I’m a teacher and tonight was parent-teacher conferences. I’ve worked in urban school districts for more than a decade and have led 21 parent-teacher conference nights which amounts to somewhere around 400 conferences.  Tonight I had 5 no shows, which isn’t unusual. I’ve never had a year where I got 100% right off the bat. It usually takes a lot of phone calls and rescheduling and more phone calls… and there is a lot of frustration involved.

As a teacher and a parent, I am quick to get judgmental. Who misses their child’s conference?! Who responds that they will attend and then doesn’t show up?! Who shows up to their kid’s conference reeking of weed?! WHO DOES THAT?!
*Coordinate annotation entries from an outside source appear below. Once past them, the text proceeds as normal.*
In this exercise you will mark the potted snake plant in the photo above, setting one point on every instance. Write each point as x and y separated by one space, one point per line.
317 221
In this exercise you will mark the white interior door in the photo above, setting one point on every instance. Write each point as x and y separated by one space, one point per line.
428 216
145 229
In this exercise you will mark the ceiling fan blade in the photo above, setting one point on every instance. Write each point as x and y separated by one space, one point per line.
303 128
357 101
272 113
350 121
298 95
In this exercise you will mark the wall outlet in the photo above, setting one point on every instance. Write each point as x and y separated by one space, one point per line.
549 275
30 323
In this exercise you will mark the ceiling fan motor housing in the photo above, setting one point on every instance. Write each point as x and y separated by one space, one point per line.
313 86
My kids’ families do. And it frustrates the hell out of me. Seriously. I work so hard with these little kids. I worry about them and tailor centers for them and hold them when they cry because they are living in the homeless shelter and they are tired and scared. WHY AREN’T THEIR PARENTS HERE?!

Except.

Except.

I always come back to this thought: Once, these parents were little kids. Their teachers held them and worked late nights to meet their unrelenting needs and their parents didn’t show up for their conferences either. Their teachers didn’t blame them for the parents’ no shows. They were just little kids.

And then they grew up.

And had kids.

And repeated the cycle.

This is what gets me. We don’t blame kids for all of the societal norms they lack. We say, “They aren’t being taught this stuff. No one is modeling for them.” But we do blame their parents… who were once those kids.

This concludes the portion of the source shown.